OPR investigators focused on whether the memo’s authors deliberately slanted their legal advice to provide the White House with the conclusions it wanted, according to three former Bush lawyers who asked not to be identified discussing an ongoing probe. One of the lawyers said he was stunned to discover how much material the investigators had gathered, including internal e-mails and multiple drafts that allowed OPR to reconstruct how the memos were crafted.

Too bad this report didn’t come out in time for University of Iowa Law School faculty to ask Yoo about it when he was in Iowa City last week.

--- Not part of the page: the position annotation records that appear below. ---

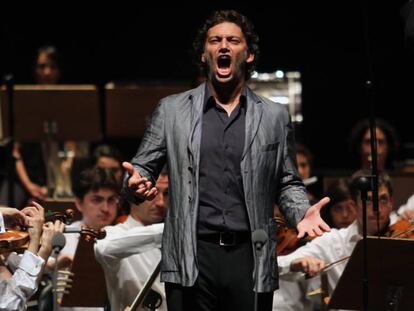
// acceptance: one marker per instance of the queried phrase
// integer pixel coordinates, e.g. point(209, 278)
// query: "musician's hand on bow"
point(309, 265)
point(141, 186)
point(13, 218)
point(312, 223)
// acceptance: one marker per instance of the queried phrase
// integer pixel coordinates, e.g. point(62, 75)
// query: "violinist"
point(131, 250)
point(97, 196)
point(339, 243)
point(17, 288)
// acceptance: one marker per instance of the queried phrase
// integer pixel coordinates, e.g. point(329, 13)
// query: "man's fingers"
point(322, 203)
point(324, 226)
point(317, 231)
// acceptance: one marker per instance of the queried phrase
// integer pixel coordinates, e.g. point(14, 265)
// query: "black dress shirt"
point(222, 206)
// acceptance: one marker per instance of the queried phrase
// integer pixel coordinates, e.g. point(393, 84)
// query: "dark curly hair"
point(358, 131)
point(232, 16)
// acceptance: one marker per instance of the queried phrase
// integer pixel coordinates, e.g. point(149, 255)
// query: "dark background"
point(326, 42)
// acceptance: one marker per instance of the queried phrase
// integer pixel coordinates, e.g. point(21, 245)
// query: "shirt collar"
point(210, 102)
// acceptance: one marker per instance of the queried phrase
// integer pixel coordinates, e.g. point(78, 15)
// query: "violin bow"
point(139, 299)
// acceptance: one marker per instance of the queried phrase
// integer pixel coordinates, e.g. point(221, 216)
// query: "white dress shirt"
point(15, 291)
point(128, 255)
point(72, 240)
point(330, 247)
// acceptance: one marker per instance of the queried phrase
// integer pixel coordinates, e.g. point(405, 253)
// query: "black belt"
point(227, 238)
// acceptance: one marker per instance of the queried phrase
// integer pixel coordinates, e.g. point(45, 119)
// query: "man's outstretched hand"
point(141, 186)
point(312, 224)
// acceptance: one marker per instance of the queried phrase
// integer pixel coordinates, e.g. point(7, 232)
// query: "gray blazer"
point(267, 168)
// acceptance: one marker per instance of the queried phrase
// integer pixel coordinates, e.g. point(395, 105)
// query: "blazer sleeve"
point(151, 155)
point(292, 199)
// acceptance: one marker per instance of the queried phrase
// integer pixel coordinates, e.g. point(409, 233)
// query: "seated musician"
point(96, 197)
point(130, 251)
point(338, 244)
point(17, 288)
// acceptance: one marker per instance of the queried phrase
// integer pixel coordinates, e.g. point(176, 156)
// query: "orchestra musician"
point(97, 196)
point(339, 243)
point(18, 286)
point(131, 250)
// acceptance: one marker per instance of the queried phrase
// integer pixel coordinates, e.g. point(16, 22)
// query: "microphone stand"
point(369, 183)
point(259, 239)
point(10, 164)
point(364, 186)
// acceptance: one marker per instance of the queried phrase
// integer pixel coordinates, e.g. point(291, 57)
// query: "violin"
point(18, 240)
point(403, 229)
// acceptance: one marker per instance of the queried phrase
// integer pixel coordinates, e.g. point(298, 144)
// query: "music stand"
point(390, 271)
point(129, 107)
point(89, 286)
point(57, 112)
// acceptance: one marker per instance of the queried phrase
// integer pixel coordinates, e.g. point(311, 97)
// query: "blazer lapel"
point(194, 139)
point(253, 117)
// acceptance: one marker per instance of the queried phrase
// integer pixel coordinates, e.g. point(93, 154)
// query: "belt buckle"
point(227, 239)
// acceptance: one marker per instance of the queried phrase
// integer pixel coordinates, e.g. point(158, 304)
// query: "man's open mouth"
point(223, 65)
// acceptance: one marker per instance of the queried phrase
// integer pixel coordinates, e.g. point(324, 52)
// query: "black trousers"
point(225, 282)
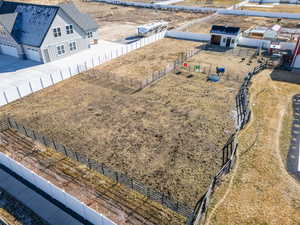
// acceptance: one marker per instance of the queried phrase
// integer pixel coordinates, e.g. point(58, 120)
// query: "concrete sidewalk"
point(34, 201)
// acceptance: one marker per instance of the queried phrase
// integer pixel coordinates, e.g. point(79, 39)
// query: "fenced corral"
point(230, 149)
point(40, 80)
point(120, 178)
point(160, 6)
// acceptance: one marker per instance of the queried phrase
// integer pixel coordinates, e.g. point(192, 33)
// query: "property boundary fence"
point(203, 9)
point(230, 149)
point(159, 197)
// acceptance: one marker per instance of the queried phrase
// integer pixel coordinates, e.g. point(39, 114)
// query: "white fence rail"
point(276, 1)
point(55, 192)
point(39, 79)
point(257, 43)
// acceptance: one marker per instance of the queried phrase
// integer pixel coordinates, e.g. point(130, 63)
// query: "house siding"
point(52, 49)
point(50, 42)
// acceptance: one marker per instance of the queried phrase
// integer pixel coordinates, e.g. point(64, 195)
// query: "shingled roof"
point(31, 24)
point(225, 30)
point(8, 21)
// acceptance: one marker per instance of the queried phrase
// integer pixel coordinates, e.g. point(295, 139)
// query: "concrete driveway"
point(12, 64)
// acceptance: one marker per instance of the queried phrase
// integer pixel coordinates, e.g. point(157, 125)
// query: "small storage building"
point(224, 36)
point(296, 56)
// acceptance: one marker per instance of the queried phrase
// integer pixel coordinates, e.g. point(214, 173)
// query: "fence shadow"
point(285, 76)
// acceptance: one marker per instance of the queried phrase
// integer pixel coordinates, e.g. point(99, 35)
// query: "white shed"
point(224, 36)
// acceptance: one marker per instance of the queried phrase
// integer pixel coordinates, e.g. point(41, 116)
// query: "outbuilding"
point(44, 33)
point(296, 56)
point(224, 36)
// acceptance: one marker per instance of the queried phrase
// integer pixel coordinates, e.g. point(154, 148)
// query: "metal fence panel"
point(72, 155)
point(139, 187)
point(109, 173)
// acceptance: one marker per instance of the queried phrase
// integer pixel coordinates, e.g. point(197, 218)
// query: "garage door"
point(32, 55)
point(8, 50)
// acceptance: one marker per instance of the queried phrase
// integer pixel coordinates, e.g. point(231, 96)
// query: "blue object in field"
point(220, 70)
point(213, 78)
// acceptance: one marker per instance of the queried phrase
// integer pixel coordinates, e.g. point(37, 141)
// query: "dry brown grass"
point(262, 191)
point(141, 63)
point(168, 136)
point(117, 22)
point(275, 8)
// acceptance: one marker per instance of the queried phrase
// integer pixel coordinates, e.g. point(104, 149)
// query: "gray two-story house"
point(44, 33)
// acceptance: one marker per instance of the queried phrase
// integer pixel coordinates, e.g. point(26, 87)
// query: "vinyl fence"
point(188, 36)
point(203, 9)
point(230, 149)
point(194, 216)
point(55, 192)
point(39, 80)
point(159, 197)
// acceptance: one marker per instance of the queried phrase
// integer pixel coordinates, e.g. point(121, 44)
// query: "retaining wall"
point(55, 192)
point(188, 36)
point(204, 9)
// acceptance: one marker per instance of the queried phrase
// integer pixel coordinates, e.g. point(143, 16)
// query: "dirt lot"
point(176, 127)
point(15, 213)
point(141, 63)
point(261, 191)
point(243, 22)
point(275, 8)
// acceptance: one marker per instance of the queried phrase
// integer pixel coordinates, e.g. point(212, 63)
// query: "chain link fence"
point(230, 149)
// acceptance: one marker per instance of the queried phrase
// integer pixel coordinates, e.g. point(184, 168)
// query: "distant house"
point(44, 33)
point(224, 36)
point(263, 32)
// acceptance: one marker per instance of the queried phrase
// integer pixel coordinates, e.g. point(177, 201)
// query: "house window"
point(57, 32)
point(73, 46)
point(90, 34)
point(60, 49)
point(69, 29)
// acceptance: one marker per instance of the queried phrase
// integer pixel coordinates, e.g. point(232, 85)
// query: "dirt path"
point(260, 191)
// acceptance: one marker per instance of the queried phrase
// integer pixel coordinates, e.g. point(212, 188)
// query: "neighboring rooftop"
point(83, 20)
point(225, 30)
point(29, 23)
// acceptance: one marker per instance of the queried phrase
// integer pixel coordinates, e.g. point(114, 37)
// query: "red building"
point(296, 55)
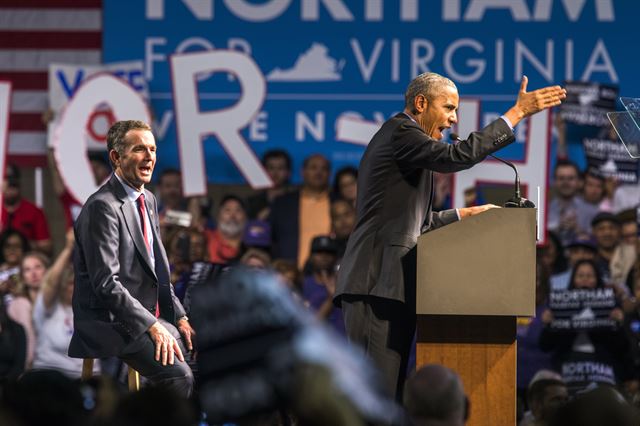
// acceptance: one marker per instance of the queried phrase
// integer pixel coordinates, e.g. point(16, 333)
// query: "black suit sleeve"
point(412, 148)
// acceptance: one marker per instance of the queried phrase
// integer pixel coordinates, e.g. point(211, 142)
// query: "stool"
point(132, 375)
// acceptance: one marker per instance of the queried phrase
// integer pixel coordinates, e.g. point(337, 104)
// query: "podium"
point(474, 278)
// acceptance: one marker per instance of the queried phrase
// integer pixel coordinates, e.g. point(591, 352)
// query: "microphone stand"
point(517, 201)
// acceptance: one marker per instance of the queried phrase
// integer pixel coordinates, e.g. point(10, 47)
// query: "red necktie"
point(143, 221)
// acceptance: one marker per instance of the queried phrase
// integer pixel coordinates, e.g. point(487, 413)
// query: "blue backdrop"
point(324, 58)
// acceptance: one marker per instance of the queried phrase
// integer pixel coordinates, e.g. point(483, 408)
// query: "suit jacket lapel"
point(130, 214)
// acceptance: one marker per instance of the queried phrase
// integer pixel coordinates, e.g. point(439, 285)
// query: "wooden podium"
point(474, 278)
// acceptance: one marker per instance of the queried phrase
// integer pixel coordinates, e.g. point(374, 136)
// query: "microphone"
point(517, 201)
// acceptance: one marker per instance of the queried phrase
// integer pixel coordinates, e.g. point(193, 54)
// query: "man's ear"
point(420, 103)
point(114, 157)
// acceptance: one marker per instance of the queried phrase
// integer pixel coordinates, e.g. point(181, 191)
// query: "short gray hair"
point(428, 84)
point(118, 131)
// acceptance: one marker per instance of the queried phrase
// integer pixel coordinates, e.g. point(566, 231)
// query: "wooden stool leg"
point(134, 380)
point(87, 368)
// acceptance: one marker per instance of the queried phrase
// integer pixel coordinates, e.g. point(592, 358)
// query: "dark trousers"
point(385, 329)
point(140, 355)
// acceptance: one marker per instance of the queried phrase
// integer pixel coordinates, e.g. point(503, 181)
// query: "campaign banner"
point(64, 81)
point(610, 158)
point(587, 103)
point(582, 309)
point(580, 370)
point(334, 70)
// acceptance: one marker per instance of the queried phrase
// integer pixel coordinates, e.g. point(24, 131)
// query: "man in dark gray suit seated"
point(123, 302)
point(377, 277)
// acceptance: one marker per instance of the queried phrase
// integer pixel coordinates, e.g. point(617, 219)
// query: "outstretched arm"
point(529, 103)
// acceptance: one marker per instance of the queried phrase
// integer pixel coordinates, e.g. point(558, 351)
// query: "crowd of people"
point(300, 233)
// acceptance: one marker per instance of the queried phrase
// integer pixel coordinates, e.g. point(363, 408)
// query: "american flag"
point(33, 34)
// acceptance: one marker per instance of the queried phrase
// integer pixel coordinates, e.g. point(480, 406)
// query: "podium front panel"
point(481, 265)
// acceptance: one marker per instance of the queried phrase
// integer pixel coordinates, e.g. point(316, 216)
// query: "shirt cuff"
point(506, 120)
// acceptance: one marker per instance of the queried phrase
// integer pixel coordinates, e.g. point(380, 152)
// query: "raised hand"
point(529, 103)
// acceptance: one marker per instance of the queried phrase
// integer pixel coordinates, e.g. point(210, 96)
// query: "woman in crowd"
point(13, 346)
point(13, 246)
point(601, 347)
point(53, 316)
point(20, 309)
point(345, 184)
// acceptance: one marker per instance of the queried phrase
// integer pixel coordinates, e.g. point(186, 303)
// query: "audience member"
point(593, 193)
point(298, 216)
point(13, 247)
point(605, 228)
point(13, 346)
point(20, 309)
point(434, 396)
point(552, 255)
point(257, 234)
point(23, 215)
point(545, 397)
point(579, 249)
point(277, 163)
point(345, 184)
point(319, 284)
point(53, 316)
point(343, 220)
point(169, 189)
point(625, 253)
point(224, 244)
point(256, 258)
point(603, 350)
point(289, 275)
point(626, 197)
point(568, 214)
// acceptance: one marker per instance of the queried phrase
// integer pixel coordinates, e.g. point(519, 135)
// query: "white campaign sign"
point(70, 134)
point(64, 81)
point(5, 102)
point(225, 124)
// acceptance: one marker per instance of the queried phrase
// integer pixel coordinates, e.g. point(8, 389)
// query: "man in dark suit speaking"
point(377, 277)
point(123, 301)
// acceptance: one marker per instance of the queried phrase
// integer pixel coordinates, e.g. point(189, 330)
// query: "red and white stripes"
point(34, 34)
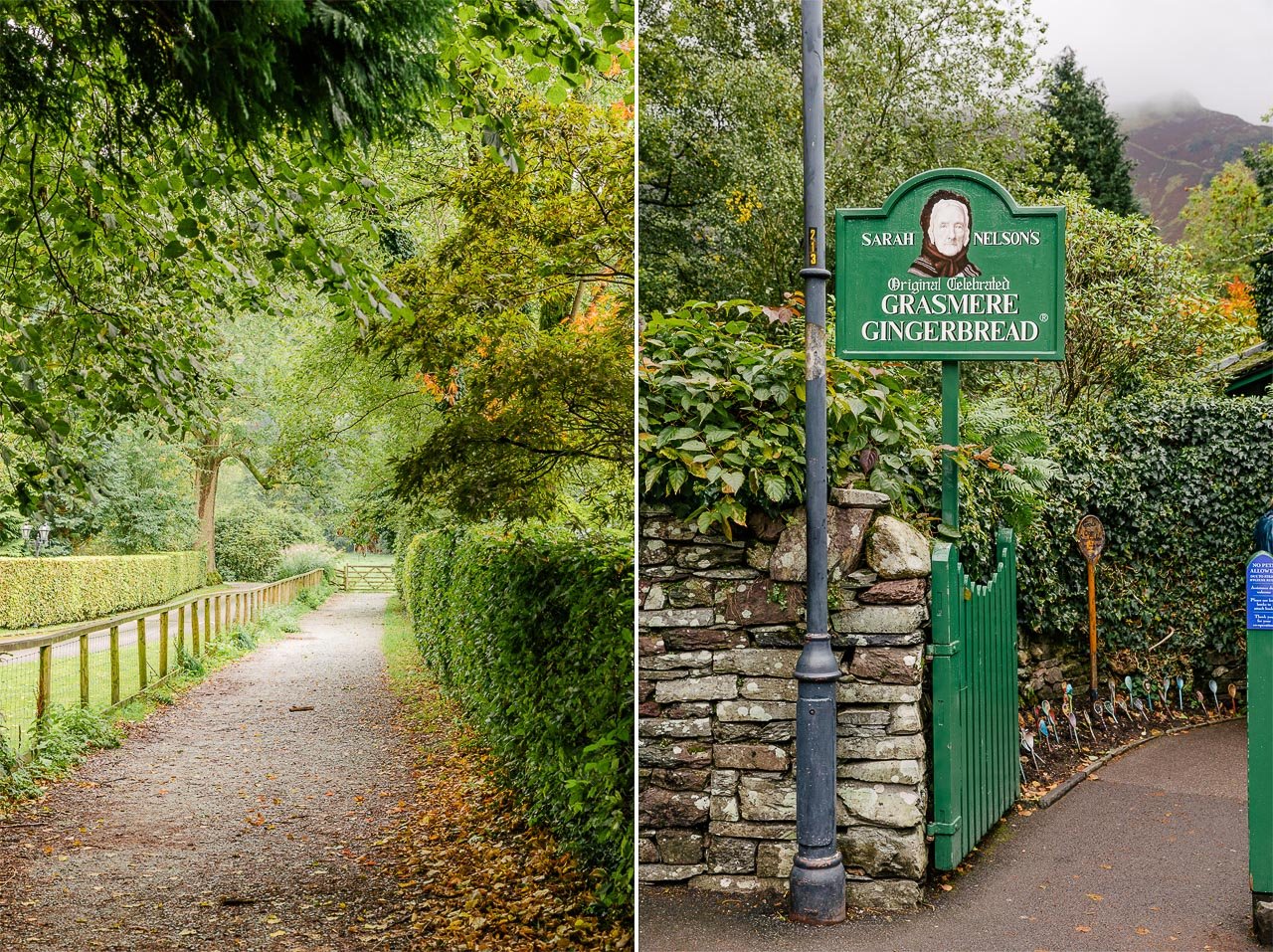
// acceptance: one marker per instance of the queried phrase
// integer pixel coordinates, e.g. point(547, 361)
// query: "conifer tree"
point(1087, 136)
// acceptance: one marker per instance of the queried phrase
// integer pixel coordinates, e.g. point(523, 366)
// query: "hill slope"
point(1178, 144)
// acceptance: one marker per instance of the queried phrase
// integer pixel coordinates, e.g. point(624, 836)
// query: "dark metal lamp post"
point(818, 886)
point(41, 536)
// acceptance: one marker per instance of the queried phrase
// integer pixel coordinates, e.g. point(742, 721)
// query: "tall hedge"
point(53, 591)
point(1178, 482)
point(532, 633)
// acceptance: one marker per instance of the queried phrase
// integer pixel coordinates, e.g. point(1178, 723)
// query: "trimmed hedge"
point(1178, 482)
point(37, 592)
point(532, 633)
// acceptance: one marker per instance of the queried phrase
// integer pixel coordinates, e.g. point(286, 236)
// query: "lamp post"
point(818, 886)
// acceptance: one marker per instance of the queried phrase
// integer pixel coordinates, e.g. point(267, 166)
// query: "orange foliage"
point(1237, 299)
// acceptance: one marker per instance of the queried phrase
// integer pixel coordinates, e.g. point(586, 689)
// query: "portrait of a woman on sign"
point(946, 228)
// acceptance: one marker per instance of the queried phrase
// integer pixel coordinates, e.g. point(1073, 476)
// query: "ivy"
point(1178, 482)
point(531, 633)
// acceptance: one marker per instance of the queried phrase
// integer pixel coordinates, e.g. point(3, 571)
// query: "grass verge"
point(473, 872)
point(71, 733)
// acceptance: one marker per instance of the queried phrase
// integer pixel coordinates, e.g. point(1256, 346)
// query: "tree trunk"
point(208, 466)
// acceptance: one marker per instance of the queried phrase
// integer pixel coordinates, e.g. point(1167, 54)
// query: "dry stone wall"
point(722, 625)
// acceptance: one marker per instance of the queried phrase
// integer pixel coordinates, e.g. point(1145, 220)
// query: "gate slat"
point(974, 679)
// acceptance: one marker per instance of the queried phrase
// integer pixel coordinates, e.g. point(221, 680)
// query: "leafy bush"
point(302, 559)
point(531, 632)
point(36, 592)
point(62, 741)
point(722, 418)
point(251, 538)
point(1178, 482)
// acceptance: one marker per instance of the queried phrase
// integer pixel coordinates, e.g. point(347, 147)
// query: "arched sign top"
point(950, 269)
point(946, 176)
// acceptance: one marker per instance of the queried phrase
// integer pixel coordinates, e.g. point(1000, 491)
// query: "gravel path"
point(1153, 856)
point(228, 821)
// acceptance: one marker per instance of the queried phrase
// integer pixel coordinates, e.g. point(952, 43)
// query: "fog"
point(1146, 50)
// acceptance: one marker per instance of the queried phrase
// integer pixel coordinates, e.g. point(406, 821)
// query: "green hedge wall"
point(532, 633)
point(1178, 482)
point(36, 592)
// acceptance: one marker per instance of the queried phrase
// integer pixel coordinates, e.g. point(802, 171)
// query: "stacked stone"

Do any Bleeding Heartland readers happen to teach at the U of I Law School? I’d love to hear how his talk went. Please post a comment or send me an e-mail (desmoinesdem AT yahoo.com) if you heard Yoo speak or took part in protesting his appearance.

UPDATE: Daily Kos user Vyan has much more background in this diary and speculates that Yoo and Bybee could be disbarred for their role in writing the torture memos. I would be very surprised if it comes to that. I don’t think state bar associations like political controversies.

SECOND UPDATE: A little bird tells me that Yoo’s appearance in Iowa City was uneventful, and no one present asked him about the torture memos. I have to question why any university would invite a “newsmaker” to speak if no one’s going to ask about the controversy that made the person famous. Mr. desmoinesdem wonders if Yoo insists on a promise not to ask about the torture memos before agreeing to speak to any audience. Anyone out there know the answer?